Alguna vez alguien le había dicho que era común que en toda pareja hubiera un alfa. Por así decirlo, el menos amoroso de los dos. Y durante muchos años, más bien los primeros, quedó expuesto a la claridad del día que se trataba de ella. Robert había caído rendido a sus pies aquel verano en el que compartieron el grupo social en la piscina comunitaria. Dueña de una belleza que él siempre había concebido inalcanzable, sencilla aunque elegante y sobre todo delicada, no dudó en convertirla en su esposa a poco de contar con el visto bueno de su suegro.

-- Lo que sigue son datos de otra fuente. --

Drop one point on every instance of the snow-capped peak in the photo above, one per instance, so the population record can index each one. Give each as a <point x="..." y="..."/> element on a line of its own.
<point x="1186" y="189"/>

Queeny no sería su primer amor, pero lo rozaba de cerca y esa última media milla que siempre le había faltado se había encargado de completarla día tras día con su perfecto accionar.
Si bien habían tenido sus altibajos, la vida los premió con dos anhelados niños, que durante muchos años creyeron que jamás tendrían, confirmando que se encontraban en el camino correcto.
Hoy, algo más viejo y cansado, se dedicaba a saborear el día, a observar la gran fotografía a través del lente de la gratitud, uno que si bien siempre había liderado, hoy prevalecía por encima de todo lo demás, en especial desde el hallazgo de la joven Fisher.
Llegó a la comisaría a las ocho, como acostumbraba, luego de dejar a Isaac en la escuela y quedarse unos minutos a la espera de ver a Darcy aparecer caminando por la misma calle del establecimiento. Le daba su espacio desde que esta le había pedido permiso para ir sola. Queeny creía que él los seguía llevando a ambos, pero la niña se bajaba un poco antes y seguía su camino, con la independencia y confianza que su padre le confería.
Robert pasó su día sin más preocupaciones que la atención que le demandaban los federales. Y así le habría gustado que fuera el resto de su semana. Sobre todo cuando por la tarde una capa tan oscura como trágica comenzó a cubrir el lago de Gibraltar Lake, volviéndolo, el espejo negro en el que nadie gustaba de verse reflejado.